Opinion
No. 6483
February 23, 1972
Appeal from Second Judicial District Court, Washoe County; Grant L. Bowen, Judge.
H. Dale Murphy, Washoe County Public Defender, for Appellant.
Robert List, Attorney General, of Carson City; Robert Rose, District Attorney, and Kathleen M. Wall, Deputy District Attorney, Washoe County, for Respondent.
OPINION
April 22, 1968, appellant withdrew his prior "not guilty" plea, and pleaded guilty to an information charging robbery. April 23, he withdrew his "not guilty" plea and pleaded guilty to an information concerning a later incident, charging attempted robbery and assault with a deadly weapon. Simultaneously the State, obviously as the result of plea bargaining, moved for dismissal of habitual criminal charges alleging prior felonies in enhancement of penalty.
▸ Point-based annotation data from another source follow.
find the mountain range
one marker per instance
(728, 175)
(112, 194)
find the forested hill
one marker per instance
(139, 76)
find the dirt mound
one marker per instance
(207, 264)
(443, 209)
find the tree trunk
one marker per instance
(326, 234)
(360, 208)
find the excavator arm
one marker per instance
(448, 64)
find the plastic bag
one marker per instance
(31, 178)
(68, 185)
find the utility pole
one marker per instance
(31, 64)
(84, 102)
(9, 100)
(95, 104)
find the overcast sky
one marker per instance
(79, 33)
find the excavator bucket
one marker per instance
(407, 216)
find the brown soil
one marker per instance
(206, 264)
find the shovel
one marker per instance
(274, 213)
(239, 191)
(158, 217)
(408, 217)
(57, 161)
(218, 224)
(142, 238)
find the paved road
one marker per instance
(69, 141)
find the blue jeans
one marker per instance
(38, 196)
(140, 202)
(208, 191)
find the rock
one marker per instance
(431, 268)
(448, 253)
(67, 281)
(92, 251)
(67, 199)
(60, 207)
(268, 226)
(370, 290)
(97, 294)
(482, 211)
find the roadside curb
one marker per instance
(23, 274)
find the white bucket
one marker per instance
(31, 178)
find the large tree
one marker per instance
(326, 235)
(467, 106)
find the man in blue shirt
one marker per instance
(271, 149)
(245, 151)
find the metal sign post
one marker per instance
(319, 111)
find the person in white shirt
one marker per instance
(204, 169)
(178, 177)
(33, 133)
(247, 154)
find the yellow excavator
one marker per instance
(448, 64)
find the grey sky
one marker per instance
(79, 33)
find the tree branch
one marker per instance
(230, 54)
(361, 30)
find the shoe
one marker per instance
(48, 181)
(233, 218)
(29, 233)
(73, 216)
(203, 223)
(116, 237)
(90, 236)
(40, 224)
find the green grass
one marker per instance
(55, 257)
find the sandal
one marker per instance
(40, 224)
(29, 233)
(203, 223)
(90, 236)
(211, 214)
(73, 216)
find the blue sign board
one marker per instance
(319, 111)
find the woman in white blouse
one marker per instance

The court dismissed the habitual charges, and subsequently imposed "consecutive" sentences of 10, 3 and 6 years on the principal charges, expressing belief and intent that appellant would be allowed to earn early parole consideration. Counsel for the State at no time suggested that the court misunderstood the effect contemplated by dismissal of the "habitual" charges. Prison authorities thereafter advised appellant that he is ineligible for parole; he then sought post-conviction relief, which a different judge of the district court denied; hence, this appeal.
When sentencing appellant, Judge Craven stated: "Now, the sentences I intend to impose will be consecutive; but, as a practical matter, it isn't going to make any difference because it is going to be entirely up to the parole board. . . ." While a psychiatric evaluation tendered as part of the pre-sentence report suggested appellant be allowed to earn early parole consideration, Judge Craven clearly chose to impose consecutive rather than concurrent sentences, to vest the parole board with maximum future control.
1. Appellant contends he is entitled to plead anew, simply because the court accepted his pleas without requisite inquiry to establish them intelligent and voluntary. Boykin v. Alabama, 395 U.S. 238 (1969); Higby v. Sheriff, 86 Nev. 774, 476 P.2d 959 (1970). This contention has no merit, for appellant's pleas were accepted before the U.S. Supreme Court announced the doctrine of Boykin, which in our view is not retroactive. Mathis v. Warden, 86 Nev. 439, 471 P.2d 233
(1970); Anushevitz v. Warden, 86 Nev. 191, 467 P.2d 115 (1970).
2. Appellant further seeks the right to re-plead, or to be resentenced, because the sentencing judge supposedly was unaware that under NRS 176.035 an inmate serving the first of two or more consecutive sentences cannot be paroled from it to begin serving a subsequent sentence. In support of the premise that NRS 176.035 precludes such paroles, appellant cites an opinion of our Attorney General (Op. Att'y Gen. No. 578, 1969); however, we believe Judge Craven, rather than the Attorney General's deputy, has correctly construed NRS 176.035(2), which merely recites rules to determine the intent of the sentencing judge, and does not limit his power or that of the parole board.
"NRS 176.035 Conviction of two or more offenses; concurrent and consecutive sentences.
3. Appellant further seeks the right to re-plead, or to be resentenced, because the court assertedly was unaware NRS 213.110 precludes parole to persons who have "previously been more than three times convicted of a felony and served a term in a penal institution." Again, we disagree with appellant's premise. By the express terms of NRS 213.110, only paroles outside the prison's buildings and enclosures are precluded to persons stigmatized by that statute. The sentencing judge apparently recognized that appellant might properly be paroled from one sentence to another, so long as he remained within the prison, and his advice to petitioner in this regard was correct.
Petitioner may, of course, challenge the constitutional validity of his prior convictions as suggested in Eisentrager v. State Bd. Parole, 85 Nev. 672, 462 P.2d 40 (1969), and thereby seek eligibility for outside parole.
We affirm the order denying appellant post-conviction relief, with the expectation that appellant will be allowed parole consideration in conformity with law, as the sentencing court apparently contemplated.
In its Answering Brief, the State says it "would concur" in our resolving this case by assuming the sentencing judge was ignorant of NRS 213.110, and adjusting appellant's sentences to run concurrently. Respect for the sentencing court, and for its determination that consecutive sentences will best enable the parole board to protect the public, impels us to decide the court correctly interpreted the intended effect of the dismissals sought by the State.
ZENOFF, C.J., and BATJER, MOWBRAY, and THOMPSON, JJ., concur.